27. Vitamix: Be Inspired. Everyone knows a high-speed blender boasts many applications, but Vitamix attempts to explain every use case possible on its Be Inspired site. From champagne cocktails to raw foods, Vitamix’s articles are an incredible resource for creative types with high-speed blenders. (And judging from the smashing popularity of Vitamixes, that’s a growing subset of the population.)
28. Home Depot: Spreading seasonal knowledge. Home Depot shares excellent content year-round, but I especially admire how their content is hyper-focused on what’s top-of-mind for customers in the changing seasons. Energy-efficiency during the holidays, selecting a Christmas tree, and how to create a wreath were all recent articles as I wrote this post in late December. To ensure timeliness, Home Depot is always thinking ahead to the next few seasons and anticipating customers’ future needs — a great reminder for all brands who create content.

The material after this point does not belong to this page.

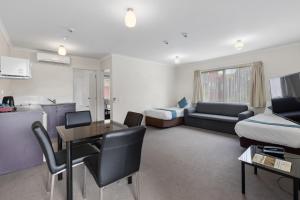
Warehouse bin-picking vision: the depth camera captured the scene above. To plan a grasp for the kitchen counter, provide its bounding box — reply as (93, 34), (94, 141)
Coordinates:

29. Kat Von D Beauty: Fan-curated looks. Curated content is a win for everyone: customers get to be in the spotlight, and brands get a break from creating totally original content. Famed tattoo artist Kat Von D now has her own makeup line, and she’s invited fans to tag their Instagram photos showing Kat’s products on themselves with #kvdlook. Then, the beauty brand uploads them to the website. This tactic shows customers new ways to use products and suggests products they may not yet have, without the headache of photo shoots for every single new item or color.
30. Tortuga Backpacks: Power Trip Travel Podcast. In their words: “A weekly podcast at the intersection of travel and entrepreneurship. The show is hosted by Fred Perrotta and Jeremy Michael Cohen, the co-founders of Tortuga Backpacks. Join us for the stories behind your favorite travel gear, products, websites, and apps from their creators… Plus, we’ll share the best ways to travel better, cheaper, and with less hassle.”
Travel and entrepreneurship aren’t always mentioned in the same breath, but the maker of these excellent carry-on-sized travel backpacks has made it work. Power Trip is yet another example of how a podcast opens up a new, deeper way to communicate with existing customers and prospects.